Re: Dismax , query phrases

2008-10-02 Thread Chris Hostetter

:  how would it fit c:some phrase into that structure?
: 
: does this make sense?
: 
:  ( (a:some | b:some ) (a:phrase | b:phrase) ( c:some phrase) )

that's pretty much exactly what pf does, the only distinction is you 
get...

 +( (a:some | b:some ) (a:phrase | b:phrase) )  ( c:some phrase ) 

...where the mm param only applies to the (mandatory) boolean built 
using the qf.


-Hoss



Re: Dismax , query phrases

2008-10-01 Thread Norberto Meijome
On Tue, 30 Sep 2008 11:43:57 -0700 (PDT)
Chris Hostetter [EMAIL PROTECTED] wrote:

 
 : That's why I was wondering how Dismax breaks it all apart. It makes
 sense...I : suppose what I'd like to have is a way to tell dismax which
 fields NOT to : tokenize the input for. For these fields, it would pass the
 full q instead of : each part of it. Does this make sense? would it be useful
 at all? 
 
 the *goal* makes sense, but the implementation would be ... problematic.
 
 you have to remember the DisMax parser's whole way of working is to make 
 each chunk of input match against any qf field, and find the highest 
 scoring field for each chunk, with this input...
 
   q = some phase   qf = a b c
 
 ...you get...
 
   ( (a:some | b:some | c:some) (a:phrase | b:phrase | c:phrase) )
 
 ...even if dismax could tell that c was a field that should only support 
 exact matches,

thanks Hoss,

it would by a configuration option. 

 how would it fit c:some phrase into that structure?

does this make sense?

 ( (a:some | b:some ) (a:phrase | b:phrase) ( c:some phrase) )


 I've already kinda forgotten how this thread started ... 

trying to get *exact* matches to always score higher using dismax - keeping in
mind that I have multiple exact fields, with different boosts...

 but would it make 
 sense to just use your exact fields in the pf, and have inexact versions 
 of them in the qf?  then docs that match your input exactly should score 
 at the top, but less exact matches will also still match.

aha! right, i think that makes sense...i obviously haven't got my head properly
around all the different functionality of dismax.
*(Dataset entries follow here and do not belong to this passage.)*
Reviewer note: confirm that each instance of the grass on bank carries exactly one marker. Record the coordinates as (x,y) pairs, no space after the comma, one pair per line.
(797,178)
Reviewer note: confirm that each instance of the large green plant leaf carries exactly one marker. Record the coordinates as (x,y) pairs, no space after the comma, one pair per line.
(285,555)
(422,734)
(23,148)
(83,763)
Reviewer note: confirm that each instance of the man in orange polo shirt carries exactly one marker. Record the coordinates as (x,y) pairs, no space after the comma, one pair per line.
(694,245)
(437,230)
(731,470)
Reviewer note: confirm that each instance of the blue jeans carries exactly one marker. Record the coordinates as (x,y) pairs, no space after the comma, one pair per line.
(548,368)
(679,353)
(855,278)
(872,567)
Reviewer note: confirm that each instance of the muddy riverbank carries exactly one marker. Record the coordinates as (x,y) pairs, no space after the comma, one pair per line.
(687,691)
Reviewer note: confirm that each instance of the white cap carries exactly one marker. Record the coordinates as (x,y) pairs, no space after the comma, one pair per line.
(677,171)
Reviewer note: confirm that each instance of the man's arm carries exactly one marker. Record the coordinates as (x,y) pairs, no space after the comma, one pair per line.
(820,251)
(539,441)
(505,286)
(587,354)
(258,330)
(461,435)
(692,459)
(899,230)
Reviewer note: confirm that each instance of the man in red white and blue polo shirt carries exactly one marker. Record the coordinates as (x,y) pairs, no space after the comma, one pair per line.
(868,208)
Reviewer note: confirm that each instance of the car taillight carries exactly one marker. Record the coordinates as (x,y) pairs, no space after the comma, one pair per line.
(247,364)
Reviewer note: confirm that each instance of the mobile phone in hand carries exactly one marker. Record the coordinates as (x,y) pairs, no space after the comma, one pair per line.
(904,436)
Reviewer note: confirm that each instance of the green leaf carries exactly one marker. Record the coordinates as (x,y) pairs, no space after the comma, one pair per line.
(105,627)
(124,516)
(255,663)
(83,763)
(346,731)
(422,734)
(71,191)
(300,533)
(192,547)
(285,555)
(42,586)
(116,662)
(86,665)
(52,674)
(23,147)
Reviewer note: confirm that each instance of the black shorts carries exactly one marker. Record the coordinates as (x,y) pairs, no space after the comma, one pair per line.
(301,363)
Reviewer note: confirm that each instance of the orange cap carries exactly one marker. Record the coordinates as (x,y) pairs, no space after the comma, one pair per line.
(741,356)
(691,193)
I will try it when I'm back @ work... right now, i seem to have solved the
problem by using shingles -the fields are artists, song  albumtitles ,so high
matching on shingles is quite approximate to exact matching - except that I had
to remove stopwords, so that impacts on performance.

Thanks again :)
B
_
{Beto|Norberto|Numard} Meijome

Which is worse: ignorance or apathy?
Don't know. Don't care.

I speak for myself, not my employer. Contents may be hot. Slippery when wet.
Reading disclaimers makes you go blind. Writing them is worse. You have been
Warned.


Re: Dismax , query phrases

2008-09-30 Thread Chris Hostetter

: That's why I was wondering how Dismax breaks it all apart. It makes sense...I
: suppose what I'd like to have is a way to tell dismax which fields NOT to
: tokenize the input for. For these fields, it would pass the full q instead of
: each part of it. Does this make sense? would it be useful at all? 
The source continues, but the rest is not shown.